Dave laughed and looked off into the distance, his mind clearly on Gretchen, on how the night he was planning for her would play out. Julia grabbed the pen they’d been using and squeezed in the word orchestra in between two lines, then drew an arrow to show when the music would start to play, right after Gretchen saw Julia’s car, right before the kiss. Never pine silently, she thought to herself and smiled, because she was doing exactly what they were supposed to be doing. Not doing. Sometimes doing.
“You know,” she said, “I think we can add more to this list. There are a few clichés we haven’t touched on yet. How do you feel about showing up in a whipped-cream bikini?”
“That might be a little too over-the-top.”
“What if the orchestra members are all in whipped-cream bikinis?”

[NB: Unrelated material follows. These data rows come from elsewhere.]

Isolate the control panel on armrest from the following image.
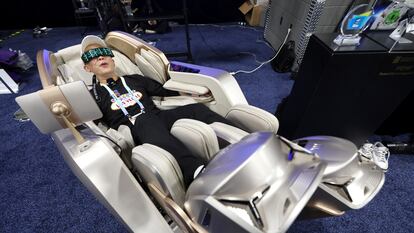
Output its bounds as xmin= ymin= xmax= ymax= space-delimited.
xmin=170 ymin=63 xmax=200 ymax=73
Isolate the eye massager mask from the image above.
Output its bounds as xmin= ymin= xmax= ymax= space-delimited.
xmin=81 ymin=48 xmax=114 ymax=64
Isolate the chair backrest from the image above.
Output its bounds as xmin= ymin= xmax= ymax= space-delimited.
xmin=105 ymin=31 xmax=170 ymax=84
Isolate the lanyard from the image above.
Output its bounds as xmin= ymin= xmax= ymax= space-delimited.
xmin=102 ymin=77 xmax=145 ymax=120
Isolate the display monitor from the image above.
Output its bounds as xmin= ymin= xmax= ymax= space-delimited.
xmin=16 ymin=81 xmax=102 ymax=134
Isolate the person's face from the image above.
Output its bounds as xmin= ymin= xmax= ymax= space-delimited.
xmin=84 ymin=45 xmax=115 ymax=80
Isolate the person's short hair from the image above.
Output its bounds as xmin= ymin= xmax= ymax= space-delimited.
xmin=81 ymin=35 xmax=114 ymax=64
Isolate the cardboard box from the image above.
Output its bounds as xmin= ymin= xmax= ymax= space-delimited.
xmin=245 ymin=4 xmax=268 ymax=27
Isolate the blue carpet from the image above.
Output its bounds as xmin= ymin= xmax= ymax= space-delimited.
xmin=0 ymin=25 xmax=414 ymax=233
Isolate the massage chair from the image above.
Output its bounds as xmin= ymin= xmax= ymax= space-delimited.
xmin=21 ymin=32 xmax=384 ymax=232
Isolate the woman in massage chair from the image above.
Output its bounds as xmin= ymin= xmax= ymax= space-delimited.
xmin=81 ymin=36 xmax=232 ymax=187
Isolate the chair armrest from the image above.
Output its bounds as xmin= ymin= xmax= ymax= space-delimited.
xmin=164 ymin=79 xmax=210 ymax=95
xmin=210 ymin=122 xmax=249 ymax=144
xmin=226 ymin=104 xmax=279 ymax=133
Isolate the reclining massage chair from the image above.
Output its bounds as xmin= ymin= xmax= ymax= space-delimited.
xmin=28 ymin=32 xmax=384 ymax=232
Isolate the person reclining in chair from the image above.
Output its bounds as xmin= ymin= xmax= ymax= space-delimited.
xmin=81 ymin=36 xmax=232 ymax=187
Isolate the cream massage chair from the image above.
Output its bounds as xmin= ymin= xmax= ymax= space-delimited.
xmin=29 ymin=32 xmax=384 ymax=232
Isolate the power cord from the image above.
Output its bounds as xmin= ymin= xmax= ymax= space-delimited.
xmin=230 ymin=27 xmax=292 ymax=75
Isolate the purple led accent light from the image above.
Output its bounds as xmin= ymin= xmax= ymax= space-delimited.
xmin=171 ymin=61 xmax=225 ymax=78
xmin=43 ymin=50 xmax=53 ymax=85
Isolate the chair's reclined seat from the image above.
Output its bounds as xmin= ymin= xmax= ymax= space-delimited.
xmin=37 ymin=32 xmax=384 ymax=233
xmin=132 ymin=125 xmax=326 ymax=232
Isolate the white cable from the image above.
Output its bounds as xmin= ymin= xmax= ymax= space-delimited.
xmin=230 ymin=27 xmax=292 ymax=75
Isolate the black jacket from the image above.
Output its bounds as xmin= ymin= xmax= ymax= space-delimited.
xmin=91 ymin=75 xmax=178 ymax=129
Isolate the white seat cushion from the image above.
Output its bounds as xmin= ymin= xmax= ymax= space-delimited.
xmin=171 ymin=119 xmax=219 ymax=161
xmin=132 ymin=144 xmax=185 ymax=207
xmin=141 ymin=48 xmax=168 ymax=83
xmin=135 ymin=53 xmax=164 ymax=84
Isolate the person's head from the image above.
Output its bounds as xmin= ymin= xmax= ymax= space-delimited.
xmin=81 ymin=36 xmax=115 ymax=82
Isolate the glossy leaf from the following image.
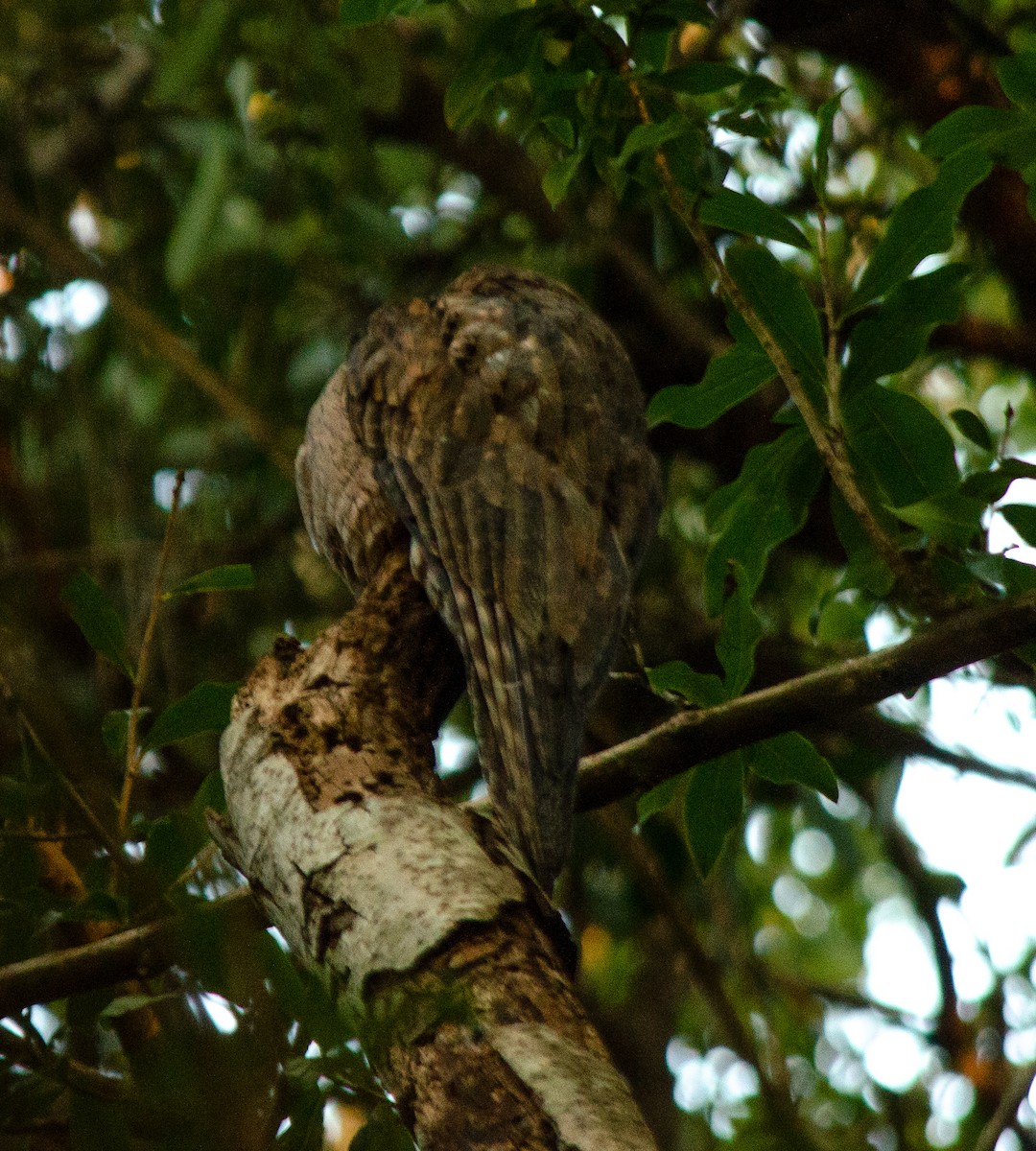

She could do this the whole day, plan something out with him, pretend that, like the snow fort they’d designed freshman year, it would never come to fruition. It was just her and Dave at the pizza place. No matter how many families crowded nearby, how many kids from school waved to them from other tables, no matter how many times Gretchen’s name was scrawled on the sheet of paper in front of them, it was just her and Dave, like it always had been.
THE PROMPOSAL
A WEEK OF planning later, Julia was outside the school with Brett, waiting for the bell to ring. She was clenching a section of white string in her hand, and she stared at it sloping upward from the gray asphalt of the parking lot, swaying slightly in the breeze. She was incredibly proud of this string, despite all the clichés it would lead to, or rather, because of them. Because her tongue was planted firmly in her cheek, because her mom would approve of this, because she’d done all of it for Dave and none of it for Gretchen.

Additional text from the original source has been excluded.